The choral singing is an excerpt of “Alleluia” by Randall Thompson.

This piece of music is a choral cliché but for good reason, it’s a beauty. Wikipedia says it was commissioned by the Tanglewood Festival as a fanfare to kick off the festivities in 1940. Randall Thompson didn’t feel very festive, what with the war and all, so he wrote a moody and pensive piece instead. He meant for it to be sung slow, and while conductors rarely obey his tempo instruction, it still has an introspective wistfulness when sung fast. The whole text is the word alleluia, repeated like a mantra, with a single amen at the end. Thompson said that he thought of it as

a very sad piece. The word “Alleluia” has so many possible interpretations. The music in my particular Alleluia cannot be made to sound joyous. It is a slow, sad piece, and…here it is comparable to the Book of Job, where it is written, “The Lord gave and the Lord has taken away.

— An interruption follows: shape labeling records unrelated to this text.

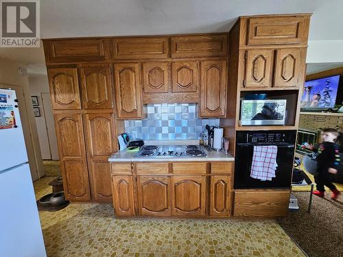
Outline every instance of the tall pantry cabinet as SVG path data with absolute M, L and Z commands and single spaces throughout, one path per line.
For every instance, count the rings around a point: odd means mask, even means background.
M 47 72 L 66 198 L 110 201 L 107 159 L 117 151 L 112 66 L 49 66 Z

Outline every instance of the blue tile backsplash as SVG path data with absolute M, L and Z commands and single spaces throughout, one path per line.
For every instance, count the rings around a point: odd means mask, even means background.
M 147 104 L 147 119 L 125 121 L 130 137 L 143 140 L 198 139 L 205 125 L 219 126 L 219 119 L 196 117 L 196 103 Z

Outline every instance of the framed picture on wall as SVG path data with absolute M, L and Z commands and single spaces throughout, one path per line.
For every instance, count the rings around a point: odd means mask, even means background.
M 37 97 L 36 95 L 31 96 L 31 101 L 32 101 L 32 106 L 38 106 L 38 97 Z
M 40 110 L 39 110 L 39 107 L 34 107 L 34 114 L 35 117 L 40 117 Z

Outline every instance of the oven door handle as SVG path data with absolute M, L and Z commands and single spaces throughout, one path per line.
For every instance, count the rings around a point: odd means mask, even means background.
M 287 147 L 287 148 L 292 148 L 294 147 L 295 145 L 294 144 L 280 144 L 280 143 L 274 143 L 274 144 L 254 144 L 251 143 L 238 143 L 237 144 L 238 146 L 241 146 L 241 147 L 250 147 L 250 146 L 261 146 L 261 147 L 265 147 L 265 146 L 268 146 L 268 145 L 276 145 L 278 147 Z

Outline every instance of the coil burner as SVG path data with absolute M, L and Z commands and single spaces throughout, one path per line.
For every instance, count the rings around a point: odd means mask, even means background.
M 156 150 L 158 147 L 157 145 L 145 145 L 143 148 L 145 150 Z
M 152 150 L 143 150 L 141 152 L 141 154 L 143 156 L 151 156 L 152 155 L 154 155 L 155 152 L 154 151 L 152 151 Z
M 198 147 L 198 145 L 189 145 L 186 147 L 187 149 L 198 149 L 199 147 Z

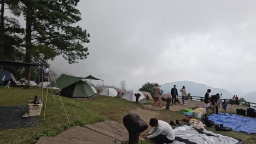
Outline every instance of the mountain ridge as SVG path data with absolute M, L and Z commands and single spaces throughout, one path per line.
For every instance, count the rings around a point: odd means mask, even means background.
M 190 81 L 178 81 L 172 82 L 167 82 L 161 85 L 161 89 L 164 93 L 171 92 L 171 89 L 173 87 L 173 85 L 177 86 L 179 95 L 181 95 L 179 89 L 184 86 L 186 88 L 187 93 L 190 93 L 192 96 L 204 97 L 207 89 L 210 88 L 212 90 L 210 95 L 216 94 L 218 93 L 222 93 L 222 98 L 230 99 L 232 98 L 232 94 L 228 90 L 224 88 L 214 88 L 206 84 L 196 83 Z

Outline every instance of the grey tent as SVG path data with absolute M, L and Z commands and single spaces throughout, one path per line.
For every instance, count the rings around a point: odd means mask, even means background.
M 7 85 L 10 80 L 16 81 L 13 75 L 8 71 L 0 70 L 0 85 Z

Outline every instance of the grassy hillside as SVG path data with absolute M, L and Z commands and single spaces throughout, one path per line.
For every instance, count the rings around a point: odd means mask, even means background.
M 38 87 L 27 89 L 2 87 L 0 92 L 0 106 L 25 105 L 27 100 L 33 100 L 35 95 L 40 98 L 42 95 L 41 89 Z M 50 91 L 45 120 L 43 121 L 44 101 L 41 115 L 37 118 L 38 127 L 0 130 L 0 143 L 35 143 L 42 136 L 54 136 L 69 128 L 64 109 L 61 109 L 60 99 L 64 104 L 71 125 L 84 125 L 106 119 L 120 121 L 123 115 L 128 112 L 127 107 L 134 108 L 136 106 L 121 99 L 104 96 L 86 99 L 85 102 L 84 99 L 54 95 Z M 45 97 L 43 100 L 45 101 Z
M 45 93 L 46 91 L 44 90 Z M 37 87 L 28 89 L 24 88 L 8 89 L 0 87 L 0 106 L 25 105 L 27 100 L 33 100 L 35 95 L 39 98 L 41 98 L 42 95 L 41 89 Z M 97 95 L 86 99 L 85 101 L 84 99 L 74 99 L 54 95 L 51 91 L 49 91 L 45 120 L 44 121 L 45 97 L 43 100 L 44 109 L 42 109 L 41 115 L 37 117 L 38 127 L 0 130 L 0 143 L 35 143 L 42 136 L 54 137 L 74 125 L 82 126 L 105 120 L 121 122 L 124 115 L 131 110 L 142 107 L 141 105 L 121 98 Z M 71 125 L 68 124 L 60 100 L 64 104 Z M 150 101 L 150 103 L 152 103 Z M 163 101 L 163 103 L 165 102 Z M 166 122 L 170 119 L 181 119 L 184 117 L 182 111 L 162 110 L 155 112 L 159 113 L 158 118 Z M 246 140 L 244 143 L 255 143 L 256 141 L 255 134 L 248 135 L 237 131 L 215 131 L 213 129 L 210 130 L 224 135 Z M 150 143 L 146 141 L 141 143 Z

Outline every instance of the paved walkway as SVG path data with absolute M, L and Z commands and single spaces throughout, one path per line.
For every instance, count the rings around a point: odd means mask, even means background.
M 129 140 L 125 127 L 116 122 L 107 121 L 84 127 L 73 126 L 55 137 L 42 137 L 37 144 L 121 143 Z

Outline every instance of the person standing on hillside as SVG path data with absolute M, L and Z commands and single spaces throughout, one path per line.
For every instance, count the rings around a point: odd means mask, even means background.
M 236 104 L 236 95 L 234 95 L 233 98 L 232 98 L 232 100 L 233 100 L 233 104 Z
M 208 89 L 207 92 L 205 94 L 205 109 L 206 109 L 206 115 L 208 115 L 208 111 L 211 103 L 209 98 L 209 94 L 211 93 L 211 91 L 212 90 L 211 90 L 211 89 Z
M 237 95 L 236 95 L 236 104 L 239 105 L 239 98 L 237 97 Z
M 178 90 L 176 88 L 176 85 L 174 85 L 173 88 L 171 90 L 171 94 L 172 97 L 172 103 L 173 104 L 174 101 L 174 104 L 176 104 L 177 95 L 178 95 Z
M 216 114 L 219 114 L 219 94 L 218 93 L 212 95 L 210 99 L 211 103 L 212 103 L 212 111 Z
M 228 103 L 226 103 L 226 99 L 224 99 L 224 101 L 222 103 L 222 107 L 223 107 L 223 110 L 224 111 L 226 111 Z
M 183 105 L 186 105 L 185 104 L 185 98 L 187 96 L 187 92 L 186 89 L 185 89 L 185 86 L 183 86 L 181 90 L 179 90 L 179 92 L 182 93 L 182 103 L 183 103 Z
M 162 101 L 161 100 L 161 90 L 158 86 L 158 83 L 155 83 L 155 86 L 153 87 L 153 97 L 154 97 L 154 109 L 155 109 L 155 104 L 158 100 L 159 103 L 159 107 L 162 109 Z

Blessed be the name of the Lord.”

The first time I heard it was the night before I graduated from college. It was a weird night. I felt like a huge blowout party would have been the symbolically appropriate thing, but I didn’t know of any, and I wouldn’t have had much fun if I had gone to one. I felt really strange that night. I’ve since learned that feeling depressed or anxious the night before a graduation is pretty ordinary, especially if you have a complex family. (One of my friends with an even more complex family than mine told me later that she spent the night before her graduation tripping out of her skull; it shocked me then, but it doesn’t now.) I had my entire nuclear family assembled for the occasion, which was a rarity. There was my sister, my mom and stepfather, that was usual. There was also my dad and younger stepfather — having them in the same place as my mom and stepfather was strange. My grandmother was there too, and it was really surreal having her and my dad together. I can’t even think of another occasion when this specific combination of my loved ones was together. Maybe one or two of my birthdays when I was a kid? Certainly it had been a long time. To compound the intense feelings, my stepmother had died seven months before, and that was still hanging over all of us.

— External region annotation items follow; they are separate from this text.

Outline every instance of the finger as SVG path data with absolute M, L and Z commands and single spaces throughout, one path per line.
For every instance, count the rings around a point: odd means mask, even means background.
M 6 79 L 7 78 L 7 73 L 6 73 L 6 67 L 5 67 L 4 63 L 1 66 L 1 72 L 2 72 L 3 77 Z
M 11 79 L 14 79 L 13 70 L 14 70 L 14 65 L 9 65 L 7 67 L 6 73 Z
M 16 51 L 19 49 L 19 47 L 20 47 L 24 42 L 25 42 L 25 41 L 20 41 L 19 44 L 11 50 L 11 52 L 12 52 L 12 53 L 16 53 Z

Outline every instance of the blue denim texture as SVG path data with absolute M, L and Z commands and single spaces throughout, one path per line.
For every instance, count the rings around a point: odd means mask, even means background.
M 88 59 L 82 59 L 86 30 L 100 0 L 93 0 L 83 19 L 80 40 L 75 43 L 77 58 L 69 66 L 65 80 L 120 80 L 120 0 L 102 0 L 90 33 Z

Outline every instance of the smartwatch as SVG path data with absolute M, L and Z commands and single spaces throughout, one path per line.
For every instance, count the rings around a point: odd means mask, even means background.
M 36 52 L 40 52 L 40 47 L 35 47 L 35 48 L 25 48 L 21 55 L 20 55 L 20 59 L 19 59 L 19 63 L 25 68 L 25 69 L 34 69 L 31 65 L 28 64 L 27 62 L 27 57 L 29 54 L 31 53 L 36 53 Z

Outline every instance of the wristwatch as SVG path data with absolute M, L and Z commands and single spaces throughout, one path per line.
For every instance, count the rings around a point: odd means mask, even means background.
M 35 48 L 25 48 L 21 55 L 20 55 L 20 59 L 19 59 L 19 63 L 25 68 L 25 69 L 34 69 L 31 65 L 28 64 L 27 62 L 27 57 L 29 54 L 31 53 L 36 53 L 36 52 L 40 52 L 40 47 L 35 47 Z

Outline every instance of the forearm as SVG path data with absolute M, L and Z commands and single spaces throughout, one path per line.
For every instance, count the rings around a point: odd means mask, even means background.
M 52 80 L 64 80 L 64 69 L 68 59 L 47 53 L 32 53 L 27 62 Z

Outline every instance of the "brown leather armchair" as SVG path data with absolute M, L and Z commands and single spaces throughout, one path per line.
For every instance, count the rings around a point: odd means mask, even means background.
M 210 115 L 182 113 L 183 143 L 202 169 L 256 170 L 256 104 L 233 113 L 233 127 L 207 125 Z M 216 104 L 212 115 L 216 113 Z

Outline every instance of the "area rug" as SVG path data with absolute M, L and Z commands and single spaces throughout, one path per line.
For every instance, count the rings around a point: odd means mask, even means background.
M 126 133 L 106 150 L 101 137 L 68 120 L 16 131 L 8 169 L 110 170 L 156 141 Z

So the night before graduation, I felt out-of-body, not depressed exactly, I didn’t even know what that meant yet, but definitely not all present. I had some friends singing in the choral society, so I went to hear them. They sang “Alleluia” and it snapped me right into focus. It was so beautiful I couldn’t believe it. The evening got better, too. Wynton Marsalis was our graduation speaker. After the choral concert, someone grabbed me and told me Wynton was jamming with an alum in one of the music classrooms. He ended up treating us to a bunch of impromptu standards, with this random guy accompanying him gamely, it was pretty magical. Jazz got me through a lot of other difficult emotional stretches in the years following.

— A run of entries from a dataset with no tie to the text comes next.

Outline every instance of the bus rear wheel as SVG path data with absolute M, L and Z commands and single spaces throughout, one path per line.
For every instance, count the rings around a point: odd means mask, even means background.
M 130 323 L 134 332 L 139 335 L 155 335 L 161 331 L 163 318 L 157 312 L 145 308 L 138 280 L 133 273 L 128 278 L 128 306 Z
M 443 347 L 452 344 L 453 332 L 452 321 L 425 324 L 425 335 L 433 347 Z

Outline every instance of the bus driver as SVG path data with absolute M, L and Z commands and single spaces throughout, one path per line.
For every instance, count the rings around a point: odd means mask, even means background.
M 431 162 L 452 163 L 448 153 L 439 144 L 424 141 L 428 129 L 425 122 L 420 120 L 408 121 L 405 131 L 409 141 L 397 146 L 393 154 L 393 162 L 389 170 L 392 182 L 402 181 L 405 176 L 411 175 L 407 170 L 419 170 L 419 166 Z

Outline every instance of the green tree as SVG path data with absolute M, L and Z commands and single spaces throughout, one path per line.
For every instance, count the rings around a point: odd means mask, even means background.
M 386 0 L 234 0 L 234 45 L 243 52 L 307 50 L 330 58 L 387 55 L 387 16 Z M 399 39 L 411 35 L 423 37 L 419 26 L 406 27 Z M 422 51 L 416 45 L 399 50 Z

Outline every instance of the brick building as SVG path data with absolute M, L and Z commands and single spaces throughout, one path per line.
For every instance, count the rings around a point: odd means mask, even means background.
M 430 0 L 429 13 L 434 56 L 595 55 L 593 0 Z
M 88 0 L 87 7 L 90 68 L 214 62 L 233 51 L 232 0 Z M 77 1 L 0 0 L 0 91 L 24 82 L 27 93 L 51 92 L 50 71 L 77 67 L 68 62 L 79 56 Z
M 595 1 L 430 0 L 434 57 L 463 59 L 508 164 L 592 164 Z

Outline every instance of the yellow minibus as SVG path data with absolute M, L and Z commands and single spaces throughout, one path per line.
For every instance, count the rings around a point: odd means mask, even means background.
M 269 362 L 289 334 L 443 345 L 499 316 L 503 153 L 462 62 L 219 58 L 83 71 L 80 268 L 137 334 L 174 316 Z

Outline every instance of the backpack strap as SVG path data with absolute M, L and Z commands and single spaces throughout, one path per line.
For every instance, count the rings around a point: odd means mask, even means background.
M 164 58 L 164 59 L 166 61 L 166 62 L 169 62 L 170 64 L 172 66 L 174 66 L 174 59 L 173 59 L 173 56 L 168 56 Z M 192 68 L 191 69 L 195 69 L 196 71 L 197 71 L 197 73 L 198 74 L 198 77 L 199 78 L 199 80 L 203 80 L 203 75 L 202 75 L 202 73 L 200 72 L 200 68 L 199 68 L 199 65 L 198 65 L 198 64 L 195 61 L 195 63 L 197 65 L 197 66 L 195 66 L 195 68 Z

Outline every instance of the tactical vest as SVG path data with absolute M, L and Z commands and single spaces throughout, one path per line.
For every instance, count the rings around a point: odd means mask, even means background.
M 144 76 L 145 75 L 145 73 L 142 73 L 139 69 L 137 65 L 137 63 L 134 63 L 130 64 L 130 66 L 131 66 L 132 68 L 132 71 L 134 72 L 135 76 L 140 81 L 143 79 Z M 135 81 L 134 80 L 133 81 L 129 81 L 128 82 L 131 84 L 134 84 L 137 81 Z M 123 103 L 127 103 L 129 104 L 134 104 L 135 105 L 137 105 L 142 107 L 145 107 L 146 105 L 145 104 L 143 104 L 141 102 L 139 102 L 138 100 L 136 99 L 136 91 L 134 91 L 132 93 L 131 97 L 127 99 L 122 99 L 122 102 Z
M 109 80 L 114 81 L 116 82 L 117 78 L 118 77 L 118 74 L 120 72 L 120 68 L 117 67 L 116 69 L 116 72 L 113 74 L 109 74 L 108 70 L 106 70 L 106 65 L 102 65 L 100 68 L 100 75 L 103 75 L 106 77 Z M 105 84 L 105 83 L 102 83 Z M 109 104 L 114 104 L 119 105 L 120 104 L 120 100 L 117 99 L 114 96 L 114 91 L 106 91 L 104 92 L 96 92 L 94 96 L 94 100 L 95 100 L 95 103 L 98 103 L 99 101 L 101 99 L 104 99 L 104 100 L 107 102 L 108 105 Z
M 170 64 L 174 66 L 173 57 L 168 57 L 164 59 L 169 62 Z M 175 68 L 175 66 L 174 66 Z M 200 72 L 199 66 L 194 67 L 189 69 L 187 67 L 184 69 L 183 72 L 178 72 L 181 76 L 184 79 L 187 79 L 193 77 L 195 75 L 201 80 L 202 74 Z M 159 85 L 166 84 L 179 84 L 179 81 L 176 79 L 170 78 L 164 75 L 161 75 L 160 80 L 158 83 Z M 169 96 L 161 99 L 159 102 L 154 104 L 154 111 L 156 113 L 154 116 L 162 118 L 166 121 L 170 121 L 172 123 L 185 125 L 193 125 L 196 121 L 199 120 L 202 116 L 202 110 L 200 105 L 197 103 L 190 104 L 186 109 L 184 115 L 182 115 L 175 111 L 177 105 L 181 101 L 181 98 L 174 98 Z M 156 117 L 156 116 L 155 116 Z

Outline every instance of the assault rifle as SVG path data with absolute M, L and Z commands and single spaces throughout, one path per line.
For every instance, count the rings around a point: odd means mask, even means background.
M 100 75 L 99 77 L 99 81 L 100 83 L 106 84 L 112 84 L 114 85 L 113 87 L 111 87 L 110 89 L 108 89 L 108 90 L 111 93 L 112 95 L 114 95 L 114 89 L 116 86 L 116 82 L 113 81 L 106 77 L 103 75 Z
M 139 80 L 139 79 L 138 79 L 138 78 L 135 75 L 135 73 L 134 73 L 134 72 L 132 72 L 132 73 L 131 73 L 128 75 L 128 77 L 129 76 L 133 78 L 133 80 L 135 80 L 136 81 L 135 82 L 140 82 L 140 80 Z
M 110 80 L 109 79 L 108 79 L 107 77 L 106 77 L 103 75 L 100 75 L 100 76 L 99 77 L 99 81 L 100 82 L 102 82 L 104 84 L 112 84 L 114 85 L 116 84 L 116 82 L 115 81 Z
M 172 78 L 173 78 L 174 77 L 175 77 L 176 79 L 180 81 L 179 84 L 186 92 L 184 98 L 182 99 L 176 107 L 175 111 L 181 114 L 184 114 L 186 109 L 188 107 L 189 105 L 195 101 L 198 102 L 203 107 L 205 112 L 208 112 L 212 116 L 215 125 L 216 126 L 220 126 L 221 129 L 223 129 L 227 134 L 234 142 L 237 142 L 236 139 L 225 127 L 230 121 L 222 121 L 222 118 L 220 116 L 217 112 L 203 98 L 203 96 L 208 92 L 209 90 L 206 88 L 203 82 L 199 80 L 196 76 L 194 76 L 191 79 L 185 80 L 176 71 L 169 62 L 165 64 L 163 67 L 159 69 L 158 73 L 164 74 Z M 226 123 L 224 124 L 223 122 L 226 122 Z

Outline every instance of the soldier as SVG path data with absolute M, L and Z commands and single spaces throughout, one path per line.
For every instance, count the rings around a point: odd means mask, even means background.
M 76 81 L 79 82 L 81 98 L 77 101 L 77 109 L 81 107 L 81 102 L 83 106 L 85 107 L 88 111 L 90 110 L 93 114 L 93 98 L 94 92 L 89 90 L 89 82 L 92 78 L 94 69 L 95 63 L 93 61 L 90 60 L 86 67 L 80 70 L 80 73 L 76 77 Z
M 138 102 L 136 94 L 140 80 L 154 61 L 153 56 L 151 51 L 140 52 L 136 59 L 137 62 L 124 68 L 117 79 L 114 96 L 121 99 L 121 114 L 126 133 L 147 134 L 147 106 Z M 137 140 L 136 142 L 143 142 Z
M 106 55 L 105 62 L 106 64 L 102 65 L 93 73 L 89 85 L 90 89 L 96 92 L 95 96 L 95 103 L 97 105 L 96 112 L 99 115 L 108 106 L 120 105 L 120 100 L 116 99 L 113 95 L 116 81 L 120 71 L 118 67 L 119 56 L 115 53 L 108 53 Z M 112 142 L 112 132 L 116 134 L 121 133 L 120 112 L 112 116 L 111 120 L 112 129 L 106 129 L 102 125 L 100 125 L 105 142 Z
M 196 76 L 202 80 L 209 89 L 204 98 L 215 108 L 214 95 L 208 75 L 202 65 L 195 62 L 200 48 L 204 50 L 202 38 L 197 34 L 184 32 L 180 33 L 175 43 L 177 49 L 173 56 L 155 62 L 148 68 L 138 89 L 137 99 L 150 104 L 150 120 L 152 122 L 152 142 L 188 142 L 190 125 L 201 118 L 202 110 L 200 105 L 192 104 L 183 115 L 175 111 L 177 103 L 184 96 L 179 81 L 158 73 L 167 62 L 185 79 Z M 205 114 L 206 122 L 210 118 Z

Anyway. Years later, I pick up this album by an R&B singer I’ve barely heard of, and there’s this huge walloping mass of associations waiting for me. This is why I love sample-based music. It creates dense webs of association and meaning, and that’s what music is all about. Ms Monáe packs a lot of ideas into this album, it’s wildly dense with them, and you may well find some surprises in it of your own.